The players have a round on each of the three Fancourt courses ahead of the 54-hole cut to the top 65 players and ties, and Fichardt found himself in a three-way share of the lead with Dean Burmester, who shot a seven-under 65, and George Coetzee, who was even better with his eight-under 64 – both on Montagu.
“I don’t know what it is about this tournament that I get success at it,” said Fichardt. “I always play well at Fancourt – I’ve won a few tournaments here and I just feel comfortable here. It’s the type of course where everything’s got to be on. You’ve got to hit different types of shots and it’s not just a bomber’s course.”
And while his steadiness stood him in good stead, the other two leaders had some fireworks in their rounds.
Burmester used his length off the tee to come home in five-under 31, closing with a birdie on 17 and an eagle on 18. “I carry a few more bunkers than a couple of other people out here which works in my favour, even with the wind today,” he said. “You know, I hit a lot of two irons on the front nine while other guys were hitting three-wood and driver. That gave me shorter shots in and I managed to control them on these greens which are always tricky.
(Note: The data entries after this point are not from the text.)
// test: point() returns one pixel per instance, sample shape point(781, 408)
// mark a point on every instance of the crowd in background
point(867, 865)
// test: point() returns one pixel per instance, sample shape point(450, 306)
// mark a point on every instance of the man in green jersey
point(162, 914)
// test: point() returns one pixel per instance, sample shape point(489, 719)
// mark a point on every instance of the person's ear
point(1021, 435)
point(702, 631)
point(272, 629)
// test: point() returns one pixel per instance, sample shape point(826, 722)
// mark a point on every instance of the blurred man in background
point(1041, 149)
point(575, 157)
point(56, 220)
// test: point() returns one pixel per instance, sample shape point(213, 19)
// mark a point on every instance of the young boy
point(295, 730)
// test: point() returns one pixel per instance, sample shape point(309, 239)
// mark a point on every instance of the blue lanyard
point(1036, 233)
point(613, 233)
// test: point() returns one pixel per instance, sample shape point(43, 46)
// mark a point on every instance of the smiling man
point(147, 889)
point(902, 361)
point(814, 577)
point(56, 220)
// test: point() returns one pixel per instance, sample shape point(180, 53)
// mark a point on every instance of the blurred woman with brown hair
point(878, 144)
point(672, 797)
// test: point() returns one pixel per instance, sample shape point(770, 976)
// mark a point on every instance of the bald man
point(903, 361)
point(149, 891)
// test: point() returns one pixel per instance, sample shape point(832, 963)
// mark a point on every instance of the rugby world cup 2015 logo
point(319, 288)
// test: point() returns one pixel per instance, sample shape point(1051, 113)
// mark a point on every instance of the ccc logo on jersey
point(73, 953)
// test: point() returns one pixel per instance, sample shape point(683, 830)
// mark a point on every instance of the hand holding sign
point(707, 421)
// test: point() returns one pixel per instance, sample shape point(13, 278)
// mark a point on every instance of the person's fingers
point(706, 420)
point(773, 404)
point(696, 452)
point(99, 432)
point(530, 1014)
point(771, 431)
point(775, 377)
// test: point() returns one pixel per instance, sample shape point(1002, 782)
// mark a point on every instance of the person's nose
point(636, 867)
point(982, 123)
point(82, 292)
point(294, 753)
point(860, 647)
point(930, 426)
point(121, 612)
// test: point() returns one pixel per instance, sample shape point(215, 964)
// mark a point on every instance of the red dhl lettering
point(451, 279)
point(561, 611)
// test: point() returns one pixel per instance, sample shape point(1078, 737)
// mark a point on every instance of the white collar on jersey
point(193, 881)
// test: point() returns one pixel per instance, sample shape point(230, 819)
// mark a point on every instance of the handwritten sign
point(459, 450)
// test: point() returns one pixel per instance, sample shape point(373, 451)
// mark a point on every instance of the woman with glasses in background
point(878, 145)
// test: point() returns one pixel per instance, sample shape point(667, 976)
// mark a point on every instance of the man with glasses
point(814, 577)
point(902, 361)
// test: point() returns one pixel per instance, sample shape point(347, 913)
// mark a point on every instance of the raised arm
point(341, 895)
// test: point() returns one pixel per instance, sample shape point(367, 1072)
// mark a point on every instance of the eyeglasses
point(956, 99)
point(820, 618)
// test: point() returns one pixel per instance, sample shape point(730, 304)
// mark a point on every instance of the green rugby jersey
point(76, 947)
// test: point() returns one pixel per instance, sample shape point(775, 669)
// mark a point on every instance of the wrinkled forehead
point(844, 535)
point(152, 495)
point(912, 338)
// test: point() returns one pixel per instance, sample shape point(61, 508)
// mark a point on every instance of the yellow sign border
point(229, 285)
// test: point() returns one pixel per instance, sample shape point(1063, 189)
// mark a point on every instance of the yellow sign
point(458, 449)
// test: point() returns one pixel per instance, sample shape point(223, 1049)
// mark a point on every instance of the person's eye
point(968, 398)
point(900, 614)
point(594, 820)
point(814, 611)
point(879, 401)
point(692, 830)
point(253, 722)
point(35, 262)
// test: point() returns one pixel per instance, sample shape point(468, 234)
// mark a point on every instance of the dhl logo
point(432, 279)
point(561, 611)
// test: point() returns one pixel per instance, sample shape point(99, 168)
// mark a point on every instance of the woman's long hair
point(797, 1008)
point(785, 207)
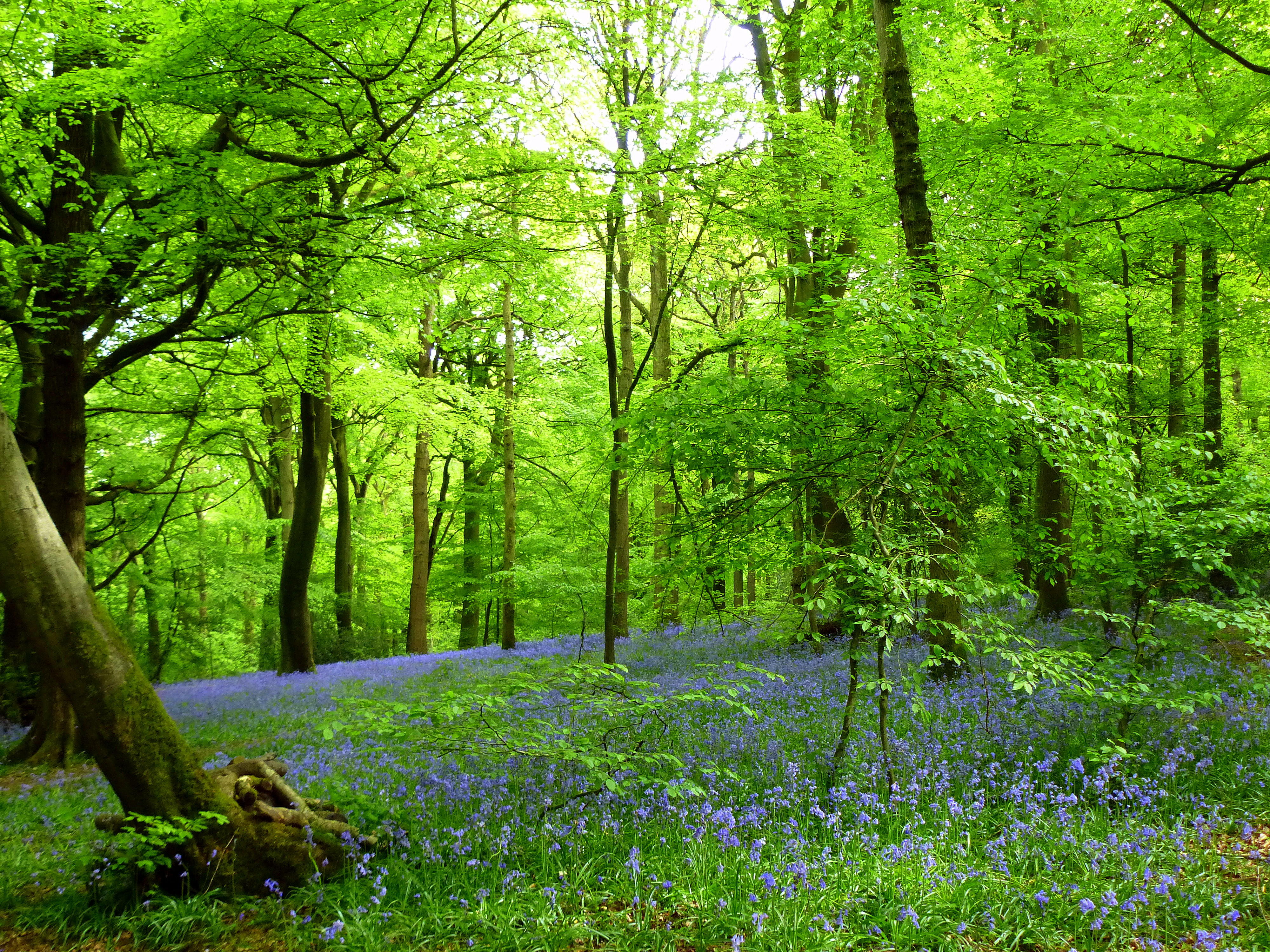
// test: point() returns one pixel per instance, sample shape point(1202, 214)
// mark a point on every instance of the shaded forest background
point(345, 331)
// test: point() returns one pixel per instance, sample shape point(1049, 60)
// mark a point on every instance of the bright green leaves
point(596, 718)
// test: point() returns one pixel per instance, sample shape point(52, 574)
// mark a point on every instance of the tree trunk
point(1211, 357)
point(154, 634)
point(250, 604)
point(1020, 519)
point(295, 623)
point(943, 607)
point(417, 642)
point(125, 727)
point(1177, 355)
point(60, 454)
point(1055, 323)
point(344, 541)
point(280, 503)
point(469, 619)
point(665, 595)
point(507, 615)
point(625, 376)
point(613, 370)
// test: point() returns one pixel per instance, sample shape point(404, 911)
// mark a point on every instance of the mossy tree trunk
point(124, 724)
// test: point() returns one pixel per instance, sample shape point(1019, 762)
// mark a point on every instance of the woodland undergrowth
point(1015, 822)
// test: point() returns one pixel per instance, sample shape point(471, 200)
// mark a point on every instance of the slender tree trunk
point(625, 376)
point(124, 724)
point(295, 623)
point(507, 628)
point(344, 541)
point(613, 367)
point(469, 619)
point(1020, 519)
point(421, 563)
point(280, 503)
point(154, 633)
point(943, 609)
point(250, 604)
point(1211, 357)
point(1177, 354)
point(665, 593)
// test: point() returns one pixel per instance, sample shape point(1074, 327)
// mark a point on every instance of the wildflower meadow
point(1013, 821)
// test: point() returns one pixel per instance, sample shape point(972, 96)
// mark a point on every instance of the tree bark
point(943, 609)
point(124, 724)
point(469, 619)
point(625, 375)
point(417, 642)
point(344, 541)
point(1211, 359)
point(295, 623)
point(1177, 354)
point(154, 634)
point(666, 596)
point(1055, 323)
point(60, 470)
point(507, 616)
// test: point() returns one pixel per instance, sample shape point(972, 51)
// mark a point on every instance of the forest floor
point(1013, 824)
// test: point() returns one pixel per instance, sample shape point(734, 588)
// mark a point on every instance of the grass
point(1005, 830)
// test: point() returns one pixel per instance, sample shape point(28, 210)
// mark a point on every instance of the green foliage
point(148, 843)
point(617, 729)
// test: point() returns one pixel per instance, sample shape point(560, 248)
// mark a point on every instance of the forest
point(634, 475)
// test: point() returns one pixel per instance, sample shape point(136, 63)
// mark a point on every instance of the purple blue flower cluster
point(1004, 819)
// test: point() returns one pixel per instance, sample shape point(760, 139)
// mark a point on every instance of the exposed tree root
point(274, 835)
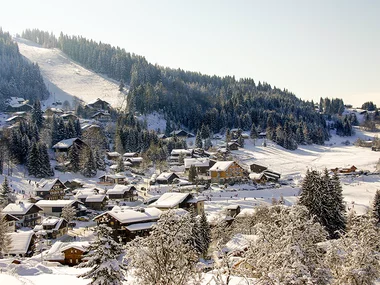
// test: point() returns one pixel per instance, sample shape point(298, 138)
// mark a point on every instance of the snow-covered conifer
point(104, 259)
point(165, 256)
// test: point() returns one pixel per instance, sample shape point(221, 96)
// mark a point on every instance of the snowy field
point(66, 79)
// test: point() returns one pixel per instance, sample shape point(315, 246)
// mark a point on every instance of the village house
point(127, 223)
point(68, 116)
point(202, 165)
point(52, 189)
point(52, 228)
point(22, 244)
point(54, 207)
point(177, 154)
point(111, 179)
point(166, 178)
point(224, 171)
point(10, 221)
point(64, 145)
point(186, 201)
point(102, 116)
point(96, 202)
point(123, 192)
point(181, 134)
point(26, 213)
point(114, 156)
point(67, 253)
point(99, 104)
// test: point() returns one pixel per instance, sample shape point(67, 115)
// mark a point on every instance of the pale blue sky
point(328, 48)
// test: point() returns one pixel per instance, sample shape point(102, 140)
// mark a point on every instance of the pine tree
point(37, 115)
point(33, 160)
point(5, 240)
point(104, 259)
point(192, 173)
point(6, 196)
point(376, 206)
point(74, 158)
point(120, 165)
point(205, 234)
point(68, 213)
point(89, 165)
point(198, 140)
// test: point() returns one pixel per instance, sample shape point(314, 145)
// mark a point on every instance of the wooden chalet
point(22, 244)
point(52, 228)
point(54, 207)
point(67, 253)
point(52, 189)
point(256, 168)
point(186, 201)
point(64, 145)
point(96, 202)
point(123, 192)
point(127, 223)
point(26, 213)
point(111, 179)
point(224, 171)
point(166, 178)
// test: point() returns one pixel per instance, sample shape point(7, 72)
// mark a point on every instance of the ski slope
point(67, 80)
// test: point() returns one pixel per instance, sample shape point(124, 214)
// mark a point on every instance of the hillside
point(66, 79)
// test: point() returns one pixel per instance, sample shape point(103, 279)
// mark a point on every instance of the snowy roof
point(120, 189)
point(18, 209)
point(170, 200)
point(221, 166)
point(129, 154)
point(180, 151)
point(164, 176)
point(20, 242)
point(126, 216)
point(55, 203)
point(46, 184)
point(95, 198)
point(239, 242)
point(140, 226)
point(198, 162)
point(65, 143)
point(113, 154)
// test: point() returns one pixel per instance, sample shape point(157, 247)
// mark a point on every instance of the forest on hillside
point(18, 77)
point(191, 99)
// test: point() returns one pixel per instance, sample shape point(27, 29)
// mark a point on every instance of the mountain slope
point(65, 79)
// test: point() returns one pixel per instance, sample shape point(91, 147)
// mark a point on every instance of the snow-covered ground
point(66, 79)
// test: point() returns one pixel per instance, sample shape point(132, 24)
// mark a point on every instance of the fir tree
point(120, 165)
point(103, 258)
point(192, 173)
point(204, 234)
point(37, 115)
point(74, 158)
point(376, 206)
point(89, 165)
point(68, 213)
point(198, 140)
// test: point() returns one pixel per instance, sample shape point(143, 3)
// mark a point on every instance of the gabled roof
point(165, 176)
point(170, 200)
point(121, 189)
point(221, 166)
point(127, 216)
point(20, 242)
point(197, 162)
point(55, 203)
point(47, 184)
point(95, 198)
point(66, 143)
point(18, 209)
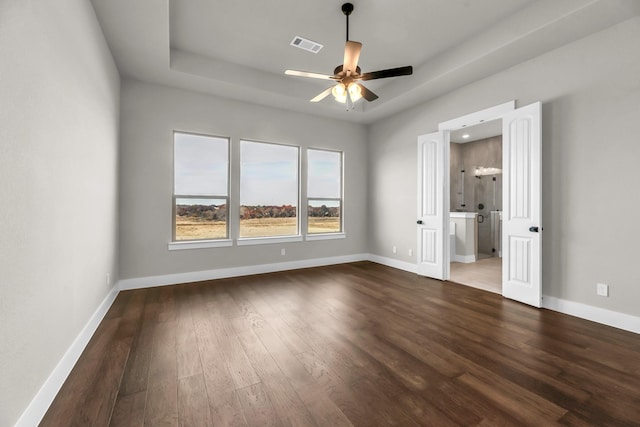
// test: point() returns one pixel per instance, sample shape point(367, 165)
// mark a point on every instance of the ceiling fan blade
point(367, 94)
point(308, 74)
point(391, 72)
point(351, 56)
point(322, 95)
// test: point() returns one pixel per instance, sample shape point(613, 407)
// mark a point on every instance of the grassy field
point(194, 228)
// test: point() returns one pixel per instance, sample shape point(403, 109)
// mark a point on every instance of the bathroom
point(476, 206)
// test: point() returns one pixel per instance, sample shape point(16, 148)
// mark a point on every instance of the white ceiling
point(239, 49)
point(477, 132)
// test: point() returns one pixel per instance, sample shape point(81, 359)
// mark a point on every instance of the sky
point(269, 172)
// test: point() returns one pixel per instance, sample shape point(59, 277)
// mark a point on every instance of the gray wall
point(59, 96)
point(590, 92)
point(150, 114)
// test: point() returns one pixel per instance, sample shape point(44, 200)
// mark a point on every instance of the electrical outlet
point(602, 289)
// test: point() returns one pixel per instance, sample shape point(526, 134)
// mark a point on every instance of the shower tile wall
point(483, 153)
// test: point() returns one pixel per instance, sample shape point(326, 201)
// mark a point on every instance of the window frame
point(204, 242)
point(260, 240)
point(330, 234)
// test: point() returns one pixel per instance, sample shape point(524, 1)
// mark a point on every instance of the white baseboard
point(596, 314)
point(222, 273)
point(390, 262)
point(43, 398)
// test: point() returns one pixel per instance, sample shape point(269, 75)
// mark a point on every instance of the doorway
point(521, 242)
point(475, 185)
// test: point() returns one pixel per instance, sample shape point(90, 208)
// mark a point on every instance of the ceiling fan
point(348, 88)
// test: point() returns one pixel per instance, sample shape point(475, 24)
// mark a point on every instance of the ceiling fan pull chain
point(347, 8)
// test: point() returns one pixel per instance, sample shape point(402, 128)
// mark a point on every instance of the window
point(324, 191)
point(269, 191)
point(201, 187)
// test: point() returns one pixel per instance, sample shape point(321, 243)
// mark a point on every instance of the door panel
point(433, 205)
point(522, 216)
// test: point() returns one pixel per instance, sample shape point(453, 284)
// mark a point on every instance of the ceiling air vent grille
point(305, 44)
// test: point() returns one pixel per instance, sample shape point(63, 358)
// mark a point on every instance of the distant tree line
point(219, 212)
point(204, 212)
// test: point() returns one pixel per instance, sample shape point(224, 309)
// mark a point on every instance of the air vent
point(305, 44)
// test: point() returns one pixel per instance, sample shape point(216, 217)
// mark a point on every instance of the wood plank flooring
point(350, 345)
point(485, 274)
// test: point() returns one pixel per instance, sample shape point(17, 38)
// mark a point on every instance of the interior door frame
point(486, 115)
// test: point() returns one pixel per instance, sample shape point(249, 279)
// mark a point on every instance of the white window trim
point(325, 236)
point(199, 244)
point(247, 241)
point(203, 243)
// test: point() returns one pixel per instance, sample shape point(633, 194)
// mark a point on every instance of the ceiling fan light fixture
point(355, 91)
point(339, 92)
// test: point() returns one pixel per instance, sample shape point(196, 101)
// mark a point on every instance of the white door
point(433, 205)
point(522, 207)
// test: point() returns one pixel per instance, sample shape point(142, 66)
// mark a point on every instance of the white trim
point(478, 117)
point(325, 236)
point(247, 241)
point(390, 262)
point(465, 259)
point(44, 397)
point(465, 215)
point(199, 244)
point(222, 273)
point(596, 314)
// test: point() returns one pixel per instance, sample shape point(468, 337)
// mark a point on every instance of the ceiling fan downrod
point(347, 8)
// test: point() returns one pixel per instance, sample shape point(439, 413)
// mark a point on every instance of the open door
point(433, 203)
point(522, 206)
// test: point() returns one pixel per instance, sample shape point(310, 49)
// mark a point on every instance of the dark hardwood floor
point(357, 344)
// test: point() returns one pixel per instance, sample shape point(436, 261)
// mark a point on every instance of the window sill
point(267, 240)
point(199, 244)
point(325, 236)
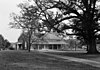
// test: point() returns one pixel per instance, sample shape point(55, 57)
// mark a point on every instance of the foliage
point(83, 17)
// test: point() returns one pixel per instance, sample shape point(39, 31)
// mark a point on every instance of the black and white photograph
point(50, 35)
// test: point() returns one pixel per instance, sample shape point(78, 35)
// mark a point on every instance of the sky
point(7, 7)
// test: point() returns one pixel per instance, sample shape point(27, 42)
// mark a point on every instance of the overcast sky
point(7, 7)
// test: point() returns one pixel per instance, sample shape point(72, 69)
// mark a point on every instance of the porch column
point(57, 46)
point(44, 46)
point(52, 46)
point(38, 46)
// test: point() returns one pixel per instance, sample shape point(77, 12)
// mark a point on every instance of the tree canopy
point(80, 16)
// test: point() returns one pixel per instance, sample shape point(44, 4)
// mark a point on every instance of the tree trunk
point(91, 49)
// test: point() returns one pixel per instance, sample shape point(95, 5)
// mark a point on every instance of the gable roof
point(51, 36)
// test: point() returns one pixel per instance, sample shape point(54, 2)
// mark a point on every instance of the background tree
point(83, 16)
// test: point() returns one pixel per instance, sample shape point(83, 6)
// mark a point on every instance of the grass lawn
point(23, 60)
point(79, 54)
“And then I putted well – I had 24 putts today. I hit 11 fairways, which seems to be consistent, as I’ve hit 11 each day this week. I’m happy with things, but especially with the big finish, holing two big putts coming in.”
Coetzee also made eagle on the last, but he prefaced that with two birdies on 16 and 17, to go with his three around the turn on nine, 10 and 11. It was a signal for him that he is back on track after his return from a broken ankle.
“I’ve been saying that I’m playing well but not finishing my rounds properly,” he said. “I can’t complain about that today. It went much better than I thought it could.”
The trio had a two-stroke edge over German Alexander Knappe, who has been using Fancourt as a winter base of operations and showed that local knowledge helps as he carded a two-under 70 to move to 13-under for the tournament.
There are 12 other players within five strokes of the lead, so anything is possible during the final round.
For the three leaders, there is one aim.
“I hope there’s a similar number out there tomorrow,” said Burmester. “I’ll sleep quite easy tonight. I’ll keep the same strategy as I’ve had the whole week and I hope I can come out on top.”
Coetzee was excited at the prospect of having a shot at winning. “It’s been a while since I’ve been in the mix. It’s been six months and now I’m excited and I’m looking forward to playing tomorrow,” he said.
The man who could get his third win was a little cagier. “They set it up pretty easy for us on all three courses over the last three days, so we’ll see what they’ve got in store for us tomorrow,” said Fichardt.